Schema Biographies

A Data(base) Schema is the formal representation of the structure, i.e., the elements and their relationships, of a structured collection of data (typically, a database). Schema evolution is the change of the schema from an older to a newer version.

Schema evolution can have a tremendous impact to the entire information system built around the evolving database, severely affecting both developers and end-users. Quite frequently, development waits till a "schema backbone" is stable and applications are build on top of it. This is due to the dependency magnet nature of databases: a change in the schema of a database may immediately drive surrounding applications to crash (in case of deletions or renamings) or be semantically defective or inaccurate (in the case of information addition, or restructuring). Therefore, discovering laws, patterns and regularities in schema evolution can result in great benefits, as we would be able to design databases with a view to their evolution and minimize the impact of evolution to the surrounding applications: (a) by avoiding "design anti-patterns" leading to cumulative complexity for both the database and the surrounding applications, and, (b) by planing administration and maintenance tasks and resources, instead of just responding to emergencies.

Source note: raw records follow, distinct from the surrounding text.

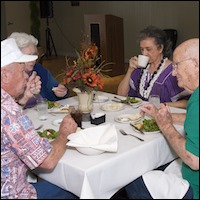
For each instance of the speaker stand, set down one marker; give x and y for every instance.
(49, 41)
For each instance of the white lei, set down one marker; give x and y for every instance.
(143, 92)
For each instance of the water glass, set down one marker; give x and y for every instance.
(42, 108)
(77, 116)
(155, 100)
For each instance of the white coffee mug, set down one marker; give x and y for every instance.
(142, 61)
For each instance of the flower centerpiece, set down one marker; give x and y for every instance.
(85, 75)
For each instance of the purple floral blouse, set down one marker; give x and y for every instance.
(165, 86)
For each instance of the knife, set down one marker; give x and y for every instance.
(120, 102)
(137, 128)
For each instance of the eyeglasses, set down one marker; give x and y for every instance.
(175, 65)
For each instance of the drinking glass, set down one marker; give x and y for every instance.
(42, 108)
(155, 100)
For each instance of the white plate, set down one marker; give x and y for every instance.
(89, 151)
(112, 107)
(137, 104)
(146, 132)
(100, 98)
(57, 122)
(127, 118)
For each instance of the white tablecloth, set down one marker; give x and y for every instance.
(100, 176)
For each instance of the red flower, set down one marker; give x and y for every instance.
(85, 74)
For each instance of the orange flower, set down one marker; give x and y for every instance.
(85, 74)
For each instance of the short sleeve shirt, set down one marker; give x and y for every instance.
(21, 148)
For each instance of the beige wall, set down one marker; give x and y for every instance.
(68, 22)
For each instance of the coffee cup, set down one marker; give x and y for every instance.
(142, 61)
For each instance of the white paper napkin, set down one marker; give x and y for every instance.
(102, 137)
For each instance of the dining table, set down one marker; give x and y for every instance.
(101, 176)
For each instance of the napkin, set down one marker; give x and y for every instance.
(102, 137)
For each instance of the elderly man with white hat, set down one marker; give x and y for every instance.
(21, 147)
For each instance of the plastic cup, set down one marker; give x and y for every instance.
(77, 116)
(155, 100)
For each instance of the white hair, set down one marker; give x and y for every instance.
(23, 39)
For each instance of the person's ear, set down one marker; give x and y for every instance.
(4, 76)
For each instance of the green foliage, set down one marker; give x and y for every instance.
(35, 20)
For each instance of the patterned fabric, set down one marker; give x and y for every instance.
(21, 148)
(165, 86)
(48, 82)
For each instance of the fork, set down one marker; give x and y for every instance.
(124, 133)
(39, 127)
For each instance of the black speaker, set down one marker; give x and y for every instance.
(46, 9)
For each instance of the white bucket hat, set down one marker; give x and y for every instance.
(10, 53)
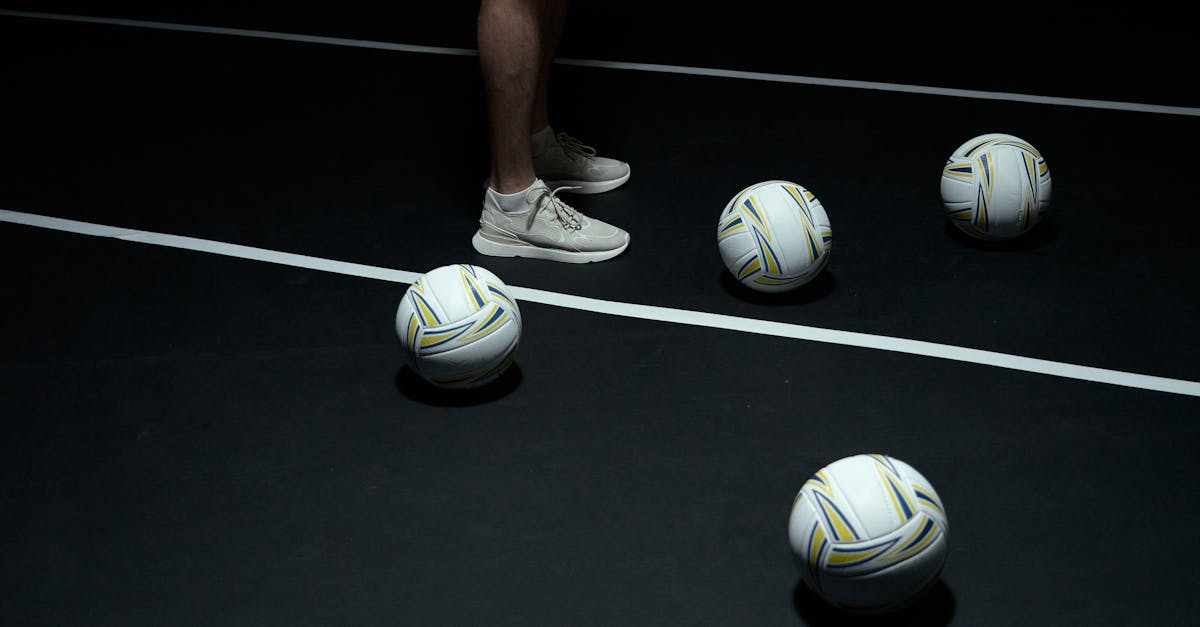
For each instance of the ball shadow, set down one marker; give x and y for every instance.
(415, 388)
(935, 609)
(1043, 233)
(821, 286)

With these thoughts in mind, we embarked in the adventure of uncovering the internal mechanics of schema evolution. First, we start with charting the morphology of schema evolution and study how do schemata evolve in terms of their elements and their composition, what are the changes performed within each transition from a version to another, and any other characteristic that allows to "see" what happens during schema evolution. Next, we want to study the etiology of change, or else, the reasons why schemata evolve. This includes understanding what external events cause schema evolution and whether there are mechanisms that provide order in change ("laws", "repeatable patterns").